Bug 849966 - USB disk data corruption on unmount due to xHCI driver error (xhci_drop_endpoint called with disabled ep)
Summary: USB disk data corruption on unmount due to xHCI driver error (xhci_drop_endpo...
Keywords:
Status: CLOSED WONTFIX
Alias: None
Product: Fedora
Classification: Fedora
Component: kernel
Version: 16
Hardware: x86_64
OS: Linux
unspecified
urgent
Target Milestone: ---
Assignee: Kernel Maintainer List
QA Contact: Fedora Extras Quality Assurance
URL:
Whiteboard:
Depends On:
Blocks:
TreeView+ depends on / blocked
 
Reported: 2012-08-21 11:17 UTC by scd
Modified: 2013-02-13 15:41 UTC (History)
8 users (show)

Fixed In Version:
Doc Type: Bug Fix
Doc Text:
Clone Of:
Environment:
Last Closed: 2013-02-13 15:40:37 UTC
Type: Bug
Embargoed:


Attachments (Terms of Use)

Description scd 2012-08-21 11:17:45 UTC
Description of problem:
After copying large files (ca. 8GB) to encrypted USB disks attached to a USB 3 hub, unmounting the disk frequently fails, kernel issues messages

xHCI xhci_drop_endpoint called with disabled ep...
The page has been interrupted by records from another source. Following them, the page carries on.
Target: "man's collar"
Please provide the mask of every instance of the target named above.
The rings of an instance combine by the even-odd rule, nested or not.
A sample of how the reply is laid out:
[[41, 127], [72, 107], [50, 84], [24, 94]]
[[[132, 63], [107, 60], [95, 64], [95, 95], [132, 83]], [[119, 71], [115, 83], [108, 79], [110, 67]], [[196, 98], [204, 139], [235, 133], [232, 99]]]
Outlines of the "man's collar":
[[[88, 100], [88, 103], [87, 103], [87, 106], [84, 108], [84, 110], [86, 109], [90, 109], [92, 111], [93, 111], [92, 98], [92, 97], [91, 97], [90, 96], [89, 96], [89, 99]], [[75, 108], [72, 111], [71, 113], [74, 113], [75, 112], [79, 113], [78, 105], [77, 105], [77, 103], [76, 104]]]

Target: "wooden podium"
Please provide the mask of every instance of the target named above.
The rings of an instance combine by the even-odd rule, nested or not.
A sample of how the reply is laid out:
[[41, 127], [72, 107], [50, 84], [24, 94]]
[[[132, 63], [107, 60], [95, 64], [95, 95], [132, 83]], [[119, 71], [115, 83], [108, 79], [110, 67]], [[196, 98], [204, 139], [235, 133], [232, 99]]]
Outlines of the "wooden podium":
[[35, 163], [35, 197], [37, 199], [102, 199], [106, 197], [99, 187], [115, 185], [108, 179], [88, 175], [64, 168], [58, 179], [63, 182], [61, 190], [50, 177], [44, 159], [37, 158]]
followed by SCSI driver errors / file system corruption: 

[sdc] Unhandled error code
sd 10:0:0:0: [sdc]  Result: hostbyte=DID_ABORT driverbyte=DRIVER_OK
sd 10:0:0:0: [sdc] CDB: Write(10): 2a 00 1d 04 18 00 00 00 08 00
end_request: I/O error, dev sdc, sector 486807552
Buffer I/O error on device dm-2, logical block 60850176
lost page write due to I/O error on dm-2

Version-Release number of selected component (if applicable):
All Fedora 16 kernels after about 3.0

Steps to Reproduce:
1. create ext4 on top of LUKS filesystem on 2 USB3 disks
2. attach disks to USB3 hub
3. copy 6-8GB file simultaneously to both disks
4. try to unmount / detach disks via DBUS
With a probability of about 50%, the error occurs
  
Actual results:
File system corruption, possible data loss.

Expected results:
Filesystems must be successfully flushed to USB3 disks, and then unmounted cleanly.

Additional info:
I consider this a critical bug w/ high fixing priority:
o data loss due to filesystem corruption can occur (I had one filesystem's root
  directory destroyed), which is especially nasty as USB drives are frequently
  used as media for storing important backups
o the severity of the bug is completely masked if the GUI is used (i.e. "Safely
  Remove Drive" is clicked): the operation hangs for ca. 20s, then some
  rather uninformative error message like "cannot unmount drive" is issued --
  but that the drive suffered a hard I/O error and might be corrupted is not
  brought to the user's attention!!
o increasing USB filesystem memory with e.g.

  modprobe usbcore usbfs_memory_mb=1000

  does not provide a workaround.
o I saw discussions on 2 Linux boards that the bug is known, and that a fix
  might be available in upstream releases of kernel / libusb -- please backport
  this solution to Fedora 16 ASAP!

HW are LaCie / Hitachi HDDs attached to a Samsung 900X3A notebook

Thanks,
Stefan

Comment 1 Justin M. Forbes 2012-08-24 16:57:41 UTC
What is the most recent kernel you have seen this on?

Comment 2 scd 2012-08-24 17:14:21 UTC
Sorry for the missing info, it's 3.4.9-1

Meanwhile, I experienced the bug once even w/o writing anything to the USB drives -- just having them attached and mounted for a while was enough.

Comment 3 James Harrion 2012-09-21 15:58:51 UTC
I think I have the same problem. Below is a trace from /var/log/messages.

Machine running Fedora 17 with latest patches as of 21st September, 2012.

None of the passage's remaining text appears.